Q&A: The low down on the DDoS landscape

Enterprises today continue to grow in capacity and complexity and having 24/7 availability across all platforms and locations has become a number one priority - not an easy feat with today's threat landscape.

To delve a bit deeper into the world of network security and DDoS attacks, we spoke to Aftab Afzal, SVP and GM for EMEA at NSFOCUS IB.

  1. What did you take away from this year's Cloud Security Expo?

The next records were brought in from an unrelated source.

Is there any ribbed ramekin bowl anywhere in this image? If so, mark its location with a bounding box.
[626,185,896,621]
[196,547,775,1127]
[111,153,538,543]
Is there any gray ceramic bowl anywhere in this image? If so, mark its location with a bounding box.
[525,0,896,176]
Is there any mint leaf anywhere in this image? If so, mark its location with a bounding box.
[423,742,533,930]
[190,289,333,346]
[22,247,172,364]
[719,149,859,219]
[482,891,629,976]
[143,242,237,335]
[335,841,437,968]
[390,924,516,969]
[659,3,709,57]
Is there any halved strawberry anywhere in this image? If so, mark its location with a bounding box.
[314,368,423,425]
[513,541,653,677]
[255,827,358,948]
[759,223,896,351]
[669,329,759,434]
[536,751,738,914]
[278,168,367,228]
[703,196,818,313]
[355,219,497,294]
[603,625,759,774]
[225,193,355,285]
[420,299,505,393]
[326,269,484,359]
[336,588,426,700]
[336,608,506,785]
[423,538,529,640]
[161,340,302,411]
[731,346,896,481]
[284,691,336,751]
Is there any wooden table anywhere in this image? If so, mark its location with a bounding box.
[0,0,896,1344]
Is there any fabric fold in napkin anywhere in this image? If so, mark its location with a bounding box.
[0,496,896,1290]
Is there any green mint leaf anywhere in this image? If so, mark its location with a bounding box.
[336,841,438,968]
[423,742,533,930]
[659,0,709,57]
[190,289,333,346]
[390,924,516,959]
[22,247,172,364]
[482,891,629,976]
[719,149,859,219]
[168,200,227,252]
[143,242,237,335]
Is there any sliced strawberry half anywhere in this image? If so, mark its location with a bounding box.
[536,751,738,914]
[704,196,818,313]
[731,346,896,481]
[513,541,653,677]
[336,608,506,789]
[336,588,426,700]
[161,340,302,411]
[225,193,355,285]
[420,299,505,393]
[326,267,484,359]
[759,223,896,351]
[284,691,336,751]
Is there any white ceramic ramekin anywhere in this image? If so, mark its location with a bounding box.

This year’s Cloud Security Expo was a great event and platform for us to meet with the public and industry experts to show case latest cyber security solutions. NSFOCUS showcased their Anti DDoS solution and provided a sneak preview of the global intelligence platform that underpins their protection offerings. The interest was overwhelming and the show also provide a great opportunity for NSFOCUS to meet with our customers.

  1. How have DDoS attacks developed in the last 12 months or so and why are they now so popular with hackers?

DDoS attack methods continue to evolve, and the last 12 months has seen no slow down in adoption by hacking communities. Reflection and amplification methods have been very popular and have been behind the new era of plus 200gbps attacks that generated a lot of media attention. However, low volume applications attacks and short burst drive by attacks have continued to plague many organisations and industries. The last 12 months saw the return of ransom attacks, however their attack types saw no dramatic change and used known methods. Other than an increase in size, complexity and frequency, the attack types continue to be aggregated and multi vector.

  1. Are there any specific variations across industries?

One could argue that cyber security is horizontal and industry verticals do not exist to same extent as other non security solutions. In the case of DDoS, anyone with a public facing IP address is a target and could be exposed to an attack. However, high value targets exist that can be industry or company specific. Finance, gaming, commerce and tier 1 enterprise along with government continue to be the most common and attractive targets.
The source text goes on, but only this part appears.